Esta é a primeira linha de montagem transferida pela empresa para a sede americana, após o investimento feito pelo governo da Georgia na subsidiaria. A operação aumentará a capacidade de produção da fábrica norte-americana da Taurus em cerca de 50 mil armas/ano em uma linha de produção. 

Em 90 dias, a Taurus também irá transferir para os Estados Unidos uma linha de produção da pistola G2C - a mais vendida no mundo e preferida dos americanos -, com capacidade de fabricação de 100 armas/hora ou aproximadamente 400 mil armas/ano, em dois turnos.

As mudanças ocorrem a partir de uma decisão estratégica da empresa de aumentar o processo de manufatura na nova fábrica cedida pelo governo da Georgia nos EUA e pretendem aproveitar a alta demanda do mercado norte-americano, considerado um dos maiores e mais exigentes do setor de armas no mundo. Outro fator, segundo o presidente da Taurus, Salesio Nuhs, é a limitação de investimentos para aumento da capacidade produtiva no Brasil, em razão da falta de incentivos nacionais e de isonomia tributária e regulatória frente as fabricantes estrangeiras.

O produto importado quando adquirido por entidades públicas de qualquer natureza ingressa no Brasil sem imposto algum. Ao passo que o produto nacional paga uma carga elevada de impostos (IPI, ICMS, PIS e COFINS) que representam até 70% do preço.

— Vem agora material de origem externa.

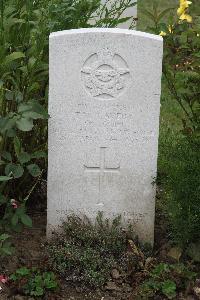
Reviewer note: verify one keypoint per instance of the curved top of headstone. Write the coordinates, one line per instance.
(106, 30)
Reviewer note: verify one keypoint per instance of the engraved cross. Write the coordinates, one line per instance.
(101, 170)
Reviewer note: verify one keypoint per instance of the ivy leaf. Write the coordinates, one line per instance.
(39, 154)
(13, 56)
(16, 169)
(14, 219)
(11, 133)
(169, 289)
(9, 95)
(6, 155)
(26, 220)
(24, 157)
(17, 146)
(24, 124)
(2, 199)
(34, 170)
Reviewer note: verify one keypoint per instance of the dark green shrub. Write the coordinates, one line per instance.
(87, 253)
(24, 30)
(33, 282)
(180, 161)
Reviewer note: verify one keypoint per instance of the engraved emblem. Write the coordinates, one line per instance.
(105, 74)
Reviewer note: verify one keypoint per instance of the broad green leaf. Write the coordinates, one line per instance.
(11, 133)
(24, 157)
(23, 271)
(19, 96)
(4, 236)
(17, 146)
(34, 170)
(5, 178)
(13, 56)
(26, 220)
(169, 289)
(2, 199)
(6, 155)
(7, 250)
(39, 154)
(14, 219)
(15, 169)
(9, 95)
(24, 124)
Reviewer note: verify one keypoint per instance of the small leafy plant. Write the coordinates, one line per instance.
(167, 280)
(87, 252)
(33, 282)
(5, 245)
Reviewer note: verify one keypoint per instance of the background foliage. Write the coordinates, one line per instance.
(24, 29)
(179, 159)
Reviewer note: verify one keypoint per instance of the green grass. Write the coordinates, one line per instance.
(162, 4)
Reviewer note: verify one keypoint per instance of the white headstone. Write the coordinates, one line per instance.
(104, 104)
(129, 12)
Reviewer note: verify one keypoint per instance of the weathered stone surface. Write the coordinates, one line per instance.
(104, 104)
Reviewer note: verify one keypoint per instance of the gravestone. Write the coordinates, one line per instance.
(129, 12)
(104, 103)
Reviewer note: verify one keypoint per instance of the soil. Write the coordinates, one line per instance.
(30, 252)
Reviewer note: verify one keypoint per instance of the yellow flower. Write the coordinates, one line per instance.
(180, 10)
(184, 4)
(186, 17)
(162, 33)
(170, 28)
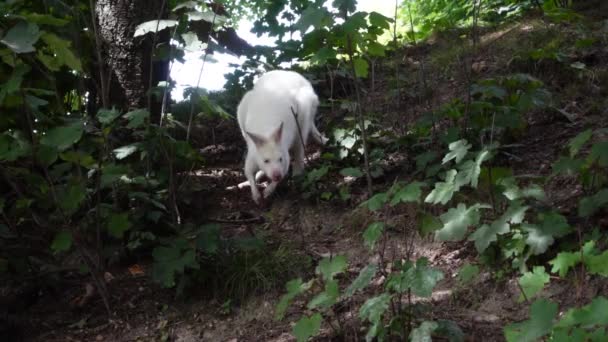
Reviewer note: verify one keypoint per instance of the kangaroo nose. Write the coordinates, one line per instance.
(276, 176)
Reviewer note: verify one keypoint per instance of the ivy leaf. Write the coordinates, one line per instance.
(361, 67)
(564, 261)
(125, 151)
(542, 313)
(409, 193)
(294, 288)
(423, 332)
(307, 327)
(372, 234)
(443, 191)
(62, 51)
(456, 221)
(118, 224)
(22, 37)
(329, 267)
(351, 172)
(487, 234)
(136, 118)
(579, 141)
(458, 150)
(376, 202)
(533, 282)
(152, 25)
(63, 137)
(590, 205)
(363, 279)
(62, 241)
(327, 298)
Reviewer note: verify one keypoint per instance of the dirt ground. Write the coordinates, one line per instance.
(142, 311)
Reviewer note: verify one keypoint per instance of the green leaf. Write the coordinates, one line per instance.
(125, 151)
(542, 313)
(533, 282)
(361, 67)
(590, 205)
(71, 196)
(443, 191)
(372, 234)
(62, 52)
(458, 150)
(107, 116)
(429, 224)
(137, 118)
(376, 202)
(118, 224)
(63, 137)
(329, 267)
(172, 260)
(579, 141)
(152, 25)
(294, 287)
(363, 279)
(599, 153)
(456, 221)
(352, 172)
(467, 274)
(423, 333)
(327, 298)
(62, 242)
(307, 327)
(22, 37)
(409, 193)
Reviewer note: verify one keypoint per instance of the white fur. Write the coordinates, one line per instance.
(269, 127)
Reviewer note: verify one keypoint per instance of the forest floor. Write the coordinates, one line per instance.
(315, 228)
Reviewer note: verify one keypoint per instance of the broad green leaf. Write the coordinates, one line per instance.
(467, 274)
(63, 137)
(352, 172)
(62, 242)
(137, 118)
(599, 153)
(542, 313)
(294, 287)
(153, 26)
(22, 37)
(456, 222)
(409, 193)
(107, 116)
(327, 298)
(579, 141)
(533, 282)
(307, 327)
(443, 191)
(429, 224)
(363, 279)
(423, 332)
(373, 308)
(125, 151)
(329, 267)
(62, 51)
(458, 150)
(118, 224)
(376, 202)
(590, 205)
(361, 67)
(372, 234)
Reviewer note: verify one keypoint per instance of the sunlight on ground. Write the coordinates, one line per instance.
(186, 74)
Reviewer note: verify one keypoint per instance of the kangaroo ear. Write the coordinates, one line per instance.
(278, 133)
(257, 139)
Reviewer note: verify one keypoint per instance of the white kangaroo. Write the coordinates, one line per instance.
(266, 118)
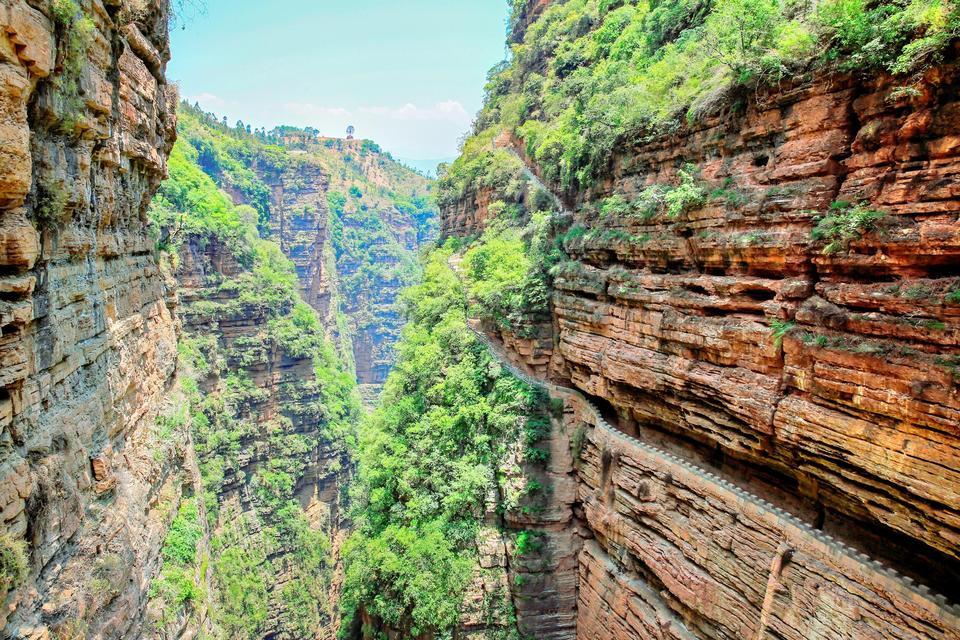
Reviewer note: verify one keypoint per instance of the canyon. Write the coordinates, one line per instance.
(709, 390)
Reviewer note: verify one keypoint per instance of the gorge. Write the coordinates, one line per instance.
(670, 351)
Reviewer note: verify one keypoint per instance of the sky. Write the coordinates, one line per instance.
(408, 74)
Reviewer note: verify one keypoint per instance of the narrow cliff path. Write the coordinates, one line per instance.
(791, 526)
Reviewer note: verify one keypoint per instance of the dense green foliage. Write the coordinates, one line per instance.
(844, 223)
(507, 271)
(178, 584)
(428, 457)
(76, 31)
(591, 75)
(13, 563)
(224, 411)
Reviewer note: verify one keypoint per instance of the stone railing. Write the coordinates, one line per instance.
(895, 580)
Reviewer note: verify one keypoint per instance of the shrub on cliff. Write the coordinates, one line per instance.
(428, 458)
(13, 563)
(592, 75)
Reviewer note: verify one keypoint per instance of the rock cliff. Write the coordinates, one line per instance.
(350, 218)
(89, 327)
(760, 306)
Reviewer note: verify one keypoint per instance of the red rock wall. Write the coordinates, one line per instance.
(850, 424)
(89, 338)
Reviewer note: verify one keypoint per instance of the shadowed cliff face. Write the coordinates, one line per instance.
(771, 294)
(350, 218)
(89, 334)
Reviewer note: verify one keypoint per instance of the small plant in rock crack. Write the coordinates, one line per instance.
(780, 328)
(844, 223)
(529, 542)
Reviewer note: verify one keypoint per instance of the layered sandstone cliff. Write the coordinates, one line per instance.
(89, 333)
(780, 415)
(349, 216)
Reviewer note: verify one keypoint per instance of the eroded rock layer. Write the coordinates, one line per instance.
(89, 334)
(821, 378)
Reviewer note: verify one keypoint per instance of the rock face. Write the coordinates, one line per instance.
(89, 333)
(272, 470)
(822, 379)
(351, 219)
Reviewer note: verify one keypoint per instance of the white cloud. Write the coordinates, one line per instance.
(450, 111)
(308, 110)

Além disso, para poder comercializar um novo produto, as fabricantes de armas nacionais precisam atender exigências locais dos órgãos regulatórios que inviabilizam a competitividade das empresas, uma vez que o processo de homologação de um novo produto pode demorar anos em virtude da fila de espera nesses órgãos, ao passo que o produto importado não precisa se submeter ao processo regulatório, como acontece atualmente. "Exportar para o Brasil, infelizmente em virtude da falta de isonomia, passou a ser um negócio atrativo. Quem perde com isso e o País e os brasileiros", lamenta Salésio Nuhs.

ATENÇÃO: A Taurus reforça que continuará fabricando no Brasil, 4.300 armas por dia, com todo o portfólio atual, inclusive as pistolas TS9-Striker e G2C. Não haverá demissões e nem diminuição de produção atual para atender a demanda no mercado brasileiro.